A che gioco stiamo giocando?
Può la pratica artistica ritrovare la forza di un linguaggio critico, singolare e collettivo insieme, o è destinata a ridursi a semplice bene di consumo, evento “instagrammabile” e mero gadget dell’era contemporanea? La mostra collettiva A che gioco stiamo giocando?, curata dalla sociologa Anna Simone, nasce proprio con l’intento di esplorare questo interrogativo cruciale.
Comunicato stampa
La galleria Gilda Lavia di Roma ha il piacere di ospitare A che gioco stiamo giocando? mostra collettiva degli artisti: Elena Bellantoni - Marco Bernardi - Élle de Bernardini – Pamela Diamante - Lucia Marcucci – Sofia Mari - Claudio Martinez - Maria Eugenia Moya – Giancarlo Mustich – Leonardo Petrucci – Federica Rugnone curata da Anna Simone, che inaugurerà sabato 12 settembre alle ore 18.
In un tempo radicalmente segnato dalla rivoluzione digitale, in cui la narrazione e l'esperienza quotidiana vengono progressivamente assimilate nelle dinamiche della gamification, trasformando in "gioco" la guerra, la crisi climatica, le migrazioni e le relazioni umane, l’arte contemporanea è chiamata a interrogarsi sul proprio ruolo e sul proprio significato profondo.
Può la pratica artistica ritrovare la forza di un linguaggio critico, singolare e collettivo insieme, o è destinata a ridursi a semplice bene di consumo, evento "instagrammabile" e mero gadget dell'era contemporanea? La mostra collettiva A che gioco stiamo giocando?, curata dalla sociologa Anna Simone, nasce proprio con l'intento di esplorare questo interrogativo cruciale:
«Se il gioco distruttivo del potere è ormai visibile a tutti entrando a far parte delle nostre vite ogni giorno, l’arte dovrebbe ancora generare attrito, resistenza, sino a creare nuovi mondi. [...] L’atto creativo è sempre un atto rivoluzionario perché è esso stesso a generare le regole del suo gioco, a comporle e a scomporle, a usarle o a non prenderle più in considerazione.» Anna Simone, dal testo critico che accompagna la mostra.

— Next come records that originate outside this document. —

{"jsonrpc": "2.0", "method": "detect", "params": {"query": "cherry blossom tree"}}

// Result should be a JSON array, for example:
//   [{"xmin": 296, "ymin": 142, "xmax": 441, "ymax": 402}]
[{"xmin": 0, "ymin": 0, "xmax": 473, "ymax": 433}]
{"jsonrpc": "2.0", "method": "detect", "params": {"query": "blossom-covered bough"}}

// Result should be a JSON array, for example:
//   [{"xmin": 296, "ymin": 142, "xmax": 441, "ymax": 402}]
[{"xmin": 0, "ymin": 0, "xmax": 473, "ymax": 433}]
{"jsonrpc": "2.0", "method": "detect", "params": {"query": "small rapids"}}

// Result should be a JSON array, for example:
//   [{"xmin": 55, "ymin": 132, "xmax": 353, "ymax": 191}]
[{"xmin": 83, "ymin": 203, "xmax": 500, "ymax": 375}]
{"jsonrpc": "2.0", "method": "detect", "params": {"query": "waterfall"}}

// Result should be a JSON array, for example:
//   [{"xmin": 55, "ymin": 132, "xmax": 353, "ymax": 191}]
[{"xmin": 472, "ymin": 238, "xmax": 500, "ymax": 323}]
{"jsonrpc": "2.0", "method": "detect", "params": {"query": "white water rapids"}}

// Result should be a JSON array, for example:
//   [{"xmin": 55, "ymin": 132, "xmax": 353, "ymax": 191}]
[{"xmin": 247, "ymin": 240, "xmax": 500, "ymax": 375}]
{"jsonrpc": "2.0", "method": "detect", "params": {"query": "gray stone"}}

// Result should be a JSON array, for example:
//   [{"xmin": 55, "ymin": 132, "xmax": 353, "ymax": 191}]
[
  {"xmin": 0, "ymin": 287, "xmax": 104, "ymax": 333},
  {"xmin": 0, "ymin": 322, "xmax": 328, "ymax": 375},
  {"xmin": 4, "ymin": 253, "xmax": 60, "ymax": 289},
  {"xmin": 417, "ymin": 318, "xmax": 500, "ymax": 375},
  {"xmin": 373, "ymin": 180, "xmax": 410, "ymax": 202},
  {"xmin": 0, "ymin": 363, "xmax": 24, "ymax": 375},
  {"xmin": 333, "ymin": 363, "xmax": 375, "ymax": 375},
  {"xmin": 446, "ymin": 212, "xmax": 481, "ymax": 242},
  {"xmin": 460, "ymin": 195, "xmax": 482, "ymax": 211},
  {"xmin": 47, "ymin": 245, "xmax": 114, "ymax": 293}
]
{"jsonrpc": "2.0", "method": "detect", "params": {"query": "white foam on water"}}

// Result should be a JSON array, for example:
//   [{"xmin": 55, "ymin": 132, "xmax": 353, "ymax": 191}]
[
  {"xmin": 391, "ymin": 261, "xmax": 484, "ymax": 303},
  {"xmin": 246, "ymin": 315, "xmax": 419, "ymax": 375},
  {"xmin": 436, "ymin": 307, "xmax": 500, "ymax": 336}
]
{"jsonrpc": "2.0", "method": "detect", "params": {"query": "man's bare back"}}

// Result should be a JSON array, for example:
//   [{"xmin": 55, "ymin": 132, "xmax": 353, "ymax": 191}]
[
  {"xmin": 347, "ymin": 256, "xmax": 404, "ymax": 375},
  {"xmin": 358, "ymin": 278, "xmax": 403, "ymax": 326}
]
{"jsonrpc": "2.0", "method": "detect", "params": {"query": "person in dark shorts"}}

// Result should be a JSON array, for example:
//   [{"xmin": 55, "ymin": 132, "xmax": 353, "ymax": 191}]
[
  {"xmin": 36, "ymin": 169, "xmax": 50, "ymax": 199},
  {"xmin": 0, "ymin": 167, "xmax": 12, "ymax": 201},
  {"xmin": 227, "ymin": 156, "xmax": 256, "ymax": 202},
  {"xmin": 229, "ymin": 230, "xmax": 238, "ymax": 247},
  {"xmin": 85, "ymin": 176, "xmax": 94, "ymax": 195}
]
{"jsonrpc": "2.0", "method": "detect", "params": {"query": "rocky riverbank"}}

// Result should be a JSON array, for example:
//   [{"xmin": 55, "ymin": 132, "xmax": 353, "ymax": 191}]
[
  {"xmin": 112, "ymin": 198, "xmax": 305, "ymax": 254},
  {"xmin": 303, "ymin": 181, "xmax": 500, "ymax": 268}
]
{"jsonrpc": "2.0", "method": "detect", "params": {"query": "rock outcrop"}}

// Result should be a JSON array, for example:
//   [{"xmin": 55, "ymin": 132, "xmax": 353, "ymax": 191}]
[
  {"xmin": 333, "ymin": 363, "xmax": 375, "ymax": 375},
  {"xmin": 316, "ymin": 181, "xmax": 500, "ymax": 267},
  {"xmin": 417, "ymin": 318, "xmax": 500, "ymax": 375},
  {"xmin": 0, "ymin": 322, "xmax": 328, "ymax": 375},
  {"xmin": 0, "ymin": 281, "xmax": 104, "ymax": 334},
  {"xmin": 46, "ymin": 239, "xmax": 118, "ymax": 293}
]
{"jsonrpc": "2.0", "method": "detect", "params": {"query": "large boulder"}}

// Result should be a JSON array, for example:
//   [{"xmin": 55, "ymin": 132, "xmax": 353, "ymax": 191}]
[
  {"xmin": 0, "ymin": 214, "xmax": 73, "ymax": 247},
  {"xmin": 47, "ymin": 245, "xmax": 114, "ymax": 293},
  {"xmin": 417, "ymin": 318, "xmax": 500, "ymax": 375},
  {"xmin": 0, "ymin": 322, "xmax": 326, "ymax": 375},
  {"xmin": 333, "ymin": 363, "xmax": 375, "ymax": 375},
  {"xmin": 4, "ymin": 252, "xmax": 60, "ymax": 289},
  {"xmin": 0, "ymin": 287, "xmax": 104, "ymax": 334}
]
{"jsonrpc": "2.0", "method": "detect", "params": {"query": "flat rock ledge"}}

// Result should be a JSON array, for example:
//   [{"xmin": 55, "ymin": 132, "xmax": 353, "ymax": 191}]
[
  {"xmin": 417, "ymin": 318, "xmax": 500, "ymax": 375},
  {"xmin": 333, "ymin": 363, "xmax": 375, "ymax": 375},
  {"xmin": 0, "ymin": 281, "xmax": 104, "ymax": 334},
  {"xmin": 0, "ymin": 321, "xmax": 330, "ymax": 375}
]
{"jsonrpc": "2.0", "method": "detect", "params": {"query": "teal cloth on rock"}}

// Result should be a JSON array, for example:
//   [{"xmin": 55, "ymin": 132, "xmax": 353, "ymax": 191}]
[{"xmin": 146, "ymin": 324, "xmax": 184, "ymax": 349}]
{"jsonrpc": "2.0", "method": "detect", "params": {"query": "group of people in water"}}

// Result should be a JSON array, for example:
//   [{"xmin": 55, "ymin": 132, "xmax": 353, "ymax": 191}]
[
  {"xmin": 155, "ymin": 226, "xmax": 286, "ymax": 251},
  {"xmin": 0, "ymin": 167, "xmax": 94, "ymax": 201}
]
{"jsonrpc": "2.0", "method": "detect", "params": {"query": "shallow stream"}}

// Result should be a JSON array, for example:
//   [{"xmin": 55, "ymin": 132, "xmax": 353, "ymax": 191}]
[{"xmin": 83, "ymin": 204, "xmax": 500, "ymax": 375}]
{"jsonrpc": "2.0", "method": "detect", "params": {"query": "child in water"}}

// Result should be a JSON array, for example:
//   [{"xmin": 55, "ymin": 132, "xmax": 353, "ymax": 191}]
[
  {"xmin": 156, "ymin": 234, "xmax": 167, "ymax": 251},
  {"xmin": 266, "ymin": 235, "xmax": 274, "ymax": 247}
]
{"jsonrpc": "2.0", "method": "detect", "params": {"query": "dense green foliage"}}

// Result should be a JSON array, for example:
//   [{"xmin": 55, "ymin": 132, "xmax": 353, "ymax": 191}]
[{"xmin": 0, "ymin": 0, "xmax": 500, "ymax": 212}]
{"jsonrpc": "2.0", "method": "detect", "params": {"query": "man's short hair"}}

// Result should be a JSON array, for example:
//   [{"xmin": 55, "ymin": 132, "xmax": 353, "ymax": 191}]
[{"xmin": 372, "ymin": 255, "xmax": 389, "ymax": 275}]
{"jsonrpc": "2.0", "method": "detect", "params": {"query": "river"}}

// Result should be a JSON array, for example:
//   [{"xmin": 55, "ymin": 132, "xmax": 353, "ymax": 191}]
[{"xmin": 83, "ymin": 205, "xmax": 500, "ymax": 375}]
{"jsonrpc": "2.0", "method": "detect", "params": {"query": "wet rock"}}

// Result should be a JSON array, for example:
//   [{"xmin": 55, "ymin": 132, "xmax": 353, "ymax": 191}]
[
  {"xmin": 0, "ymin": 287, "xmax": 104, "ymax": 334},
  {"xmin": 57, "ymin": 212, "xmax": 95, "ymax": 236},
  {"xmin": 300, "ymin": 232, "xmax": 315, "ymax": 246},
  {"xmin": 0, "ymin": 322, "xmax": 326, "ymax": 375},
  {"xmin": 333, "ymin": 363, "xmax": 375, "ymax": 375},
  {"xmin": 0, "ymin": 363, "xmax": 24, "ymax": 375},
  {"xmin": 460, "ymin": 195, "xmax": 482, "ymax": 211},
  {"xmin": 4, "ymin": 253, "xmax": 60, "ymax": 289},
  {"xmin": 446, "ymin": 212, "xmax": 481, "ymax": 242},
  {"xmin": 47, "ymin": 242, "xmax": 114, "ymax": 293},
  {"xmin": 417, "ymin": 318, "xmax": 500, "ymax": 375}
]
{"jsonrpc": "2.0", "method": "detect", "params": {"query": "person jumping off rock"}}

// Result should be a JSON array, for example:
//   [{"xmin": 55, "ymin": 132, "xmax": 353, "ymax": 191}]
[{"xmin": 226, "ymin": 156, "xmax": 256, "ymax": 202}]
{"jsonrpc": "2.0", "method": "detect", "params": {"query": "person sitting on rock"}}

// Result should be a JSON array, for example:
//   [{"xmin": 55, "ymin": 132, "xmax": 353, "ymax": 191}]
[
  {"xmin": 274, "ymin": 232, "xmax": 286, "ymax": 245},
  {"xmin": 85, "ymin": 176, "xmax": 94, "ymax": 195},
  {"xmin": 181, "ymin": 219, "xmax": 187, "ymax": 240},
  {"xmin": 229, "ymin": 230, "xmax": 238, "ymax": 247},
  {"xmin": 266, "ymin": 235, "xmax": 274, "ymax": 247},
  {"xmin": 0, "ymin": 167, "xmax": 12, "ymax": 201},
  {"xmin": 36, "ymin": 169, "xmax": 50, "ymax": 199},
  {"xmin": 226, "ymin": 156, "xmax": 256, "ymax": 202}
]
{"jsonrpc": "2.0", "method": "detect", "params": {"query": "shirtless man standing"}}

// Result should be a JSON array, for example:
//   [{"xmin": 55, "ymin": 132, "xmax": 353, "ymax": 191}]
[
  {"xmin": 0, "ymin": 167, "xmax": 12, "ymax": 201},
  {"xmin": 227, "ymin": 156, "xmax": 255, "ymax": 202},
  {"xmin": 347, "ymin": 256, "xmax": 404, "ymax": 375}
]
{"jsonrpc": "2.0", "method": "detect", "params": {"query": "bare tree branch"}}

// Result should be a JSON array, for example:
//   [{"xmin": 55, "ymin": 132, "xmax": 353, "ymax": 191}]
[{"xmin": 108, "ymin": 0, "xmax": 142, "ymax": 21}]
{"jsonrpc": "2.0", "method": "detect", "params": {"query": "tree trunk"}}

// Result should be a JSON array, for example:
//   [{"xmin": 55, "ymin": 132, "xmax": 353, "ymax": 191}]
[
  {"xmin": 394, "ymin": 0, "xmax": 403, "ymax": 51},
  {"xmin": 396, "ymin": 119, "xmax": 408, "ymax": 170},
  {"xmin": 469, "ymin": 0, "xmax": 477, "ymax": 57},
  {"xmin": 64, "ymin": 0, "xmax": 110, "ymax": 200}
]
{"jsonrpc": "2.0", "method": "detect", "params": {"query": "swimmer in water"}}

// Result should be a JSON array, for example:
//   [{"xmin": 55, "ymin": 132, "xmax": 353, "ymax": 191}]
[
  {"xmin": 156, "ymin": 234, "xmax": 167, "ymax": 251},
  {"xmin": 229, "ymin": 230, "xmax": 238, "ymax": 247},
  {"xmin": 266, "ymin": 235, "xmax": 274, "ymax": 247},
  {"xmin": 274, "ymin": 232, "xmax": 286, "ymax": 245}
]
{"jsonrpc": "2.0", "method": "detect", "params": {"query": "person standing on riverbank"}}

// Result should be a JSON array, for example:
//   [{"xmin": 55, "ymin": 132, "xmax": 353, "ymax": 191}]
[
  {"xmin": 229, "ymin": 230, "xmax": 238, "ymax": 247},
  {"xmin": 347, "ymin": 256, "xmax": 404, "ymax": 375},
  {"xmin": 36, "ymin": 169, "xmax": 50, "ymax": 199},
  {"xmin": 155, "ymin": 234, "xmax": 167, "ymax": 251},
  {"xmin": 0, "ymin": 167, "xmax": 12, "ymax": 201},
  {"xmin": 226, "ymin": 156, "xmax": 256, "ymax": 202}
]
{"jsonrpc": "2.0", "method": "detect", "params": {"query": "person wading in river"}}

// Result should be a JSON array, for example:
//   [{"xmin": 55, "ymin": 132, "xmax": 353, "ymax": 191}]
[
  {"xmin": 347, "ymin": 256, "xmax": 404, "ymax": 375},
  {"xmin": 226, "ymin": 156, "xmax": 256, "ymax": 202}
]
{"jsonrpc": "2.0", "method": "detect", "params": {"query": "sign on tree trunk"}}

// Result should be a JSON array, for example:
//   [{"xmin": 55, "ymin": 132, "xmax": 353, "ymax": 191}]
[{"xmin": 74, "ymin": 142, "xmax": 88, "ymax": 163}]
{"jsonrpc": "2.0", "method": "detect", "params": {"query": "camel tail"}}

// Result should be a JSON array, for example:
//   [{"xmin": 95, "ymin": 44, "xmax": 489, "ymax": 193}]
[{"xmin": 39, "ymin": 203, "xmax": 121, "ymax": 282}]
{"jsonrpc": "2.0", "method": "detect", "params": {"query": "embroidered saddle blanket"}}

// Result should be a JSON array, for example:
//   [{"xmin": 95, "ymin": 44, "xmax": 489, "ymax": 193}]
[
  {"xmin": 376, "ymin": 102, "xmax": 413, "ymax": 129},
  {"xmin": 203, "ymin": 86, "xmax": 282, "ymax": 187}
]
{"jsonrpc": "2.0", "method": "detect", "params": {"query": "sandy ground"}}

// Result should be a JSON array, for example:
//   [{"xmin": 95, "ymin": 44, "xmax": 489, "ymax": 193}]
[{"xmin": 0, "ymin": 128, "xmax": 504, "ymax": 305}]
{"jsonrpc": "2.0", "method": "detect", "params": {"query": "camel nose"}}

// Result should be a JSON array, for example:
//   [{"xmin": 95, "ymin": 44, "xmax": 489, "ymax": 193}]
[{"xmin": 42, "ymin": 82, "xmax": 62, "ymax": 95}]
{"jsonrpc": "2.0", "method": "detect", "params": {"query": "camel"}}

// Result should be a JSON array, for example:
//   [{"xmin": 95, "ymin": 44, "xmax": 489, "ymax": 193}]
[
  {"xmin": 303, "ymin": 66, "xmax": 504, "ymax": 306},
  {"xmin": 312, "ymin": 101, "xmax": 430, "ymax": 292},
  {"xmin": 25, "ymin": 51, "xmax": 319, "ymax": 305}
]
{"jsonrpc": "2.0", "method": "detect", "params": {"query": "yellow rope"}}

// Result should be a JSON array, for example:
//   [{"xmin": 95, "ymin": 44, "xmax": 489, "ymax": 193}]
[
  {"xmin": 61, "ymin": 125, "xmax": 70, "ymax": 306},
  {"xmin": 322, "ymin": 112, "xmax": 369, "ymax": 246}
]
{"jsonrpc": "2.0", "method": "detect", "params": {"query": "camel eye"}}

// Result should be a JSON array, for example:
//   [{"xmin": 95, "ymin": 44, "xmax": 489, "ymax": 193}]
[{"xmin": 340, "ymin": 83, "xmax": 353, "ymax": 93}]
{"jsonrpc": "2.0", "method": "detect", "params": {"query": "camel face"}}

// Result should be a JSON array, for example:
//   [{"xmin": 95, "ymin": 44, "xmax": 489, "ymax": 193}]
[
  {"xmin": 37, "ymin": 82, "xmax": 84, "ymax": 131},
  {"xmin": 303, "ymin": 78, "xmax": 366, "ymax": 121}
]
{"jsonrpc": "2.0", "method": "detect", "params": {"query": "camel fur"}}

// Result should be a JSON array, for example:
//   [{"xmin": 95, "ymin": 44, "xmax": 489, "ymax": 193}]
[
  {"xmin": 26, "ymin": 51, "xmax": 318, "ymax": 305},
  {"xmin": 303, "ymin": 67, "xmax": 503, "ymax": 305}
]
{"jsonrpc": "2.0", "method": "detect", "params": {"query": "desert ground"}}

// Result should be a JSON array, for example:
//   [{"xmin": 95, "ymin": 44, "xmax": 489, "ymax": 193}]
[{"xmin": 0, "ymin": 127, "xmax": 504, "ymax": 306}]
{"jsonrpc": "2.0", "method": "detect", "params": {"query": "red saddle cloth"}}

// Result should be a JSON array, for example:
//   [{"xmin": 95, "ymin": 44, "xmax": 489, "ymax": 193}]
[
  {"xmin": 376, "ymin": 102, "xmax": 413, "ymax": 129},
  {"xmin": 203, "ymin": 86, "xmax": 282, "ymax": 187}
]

Attraverso il dialogo corale tra undici artisti contemporanei, la mostra si sviluppa come un percorso articolato che unisce l'introspezione intima alla provocazione irriverente. Dalle suggestioni distopiche sulle narrazioni della "fine del mondo" alla denuncia delle logiche neocoloniali, patriarcali e di sovrasfruttamento del territorio; dalle geometrie dei linguaggi di guerra alla riappropriazione ironica del quotidiano e degli stereotipi di genere: le opere in esposizione demistificano la staticità dei ruoli imposti dal potere.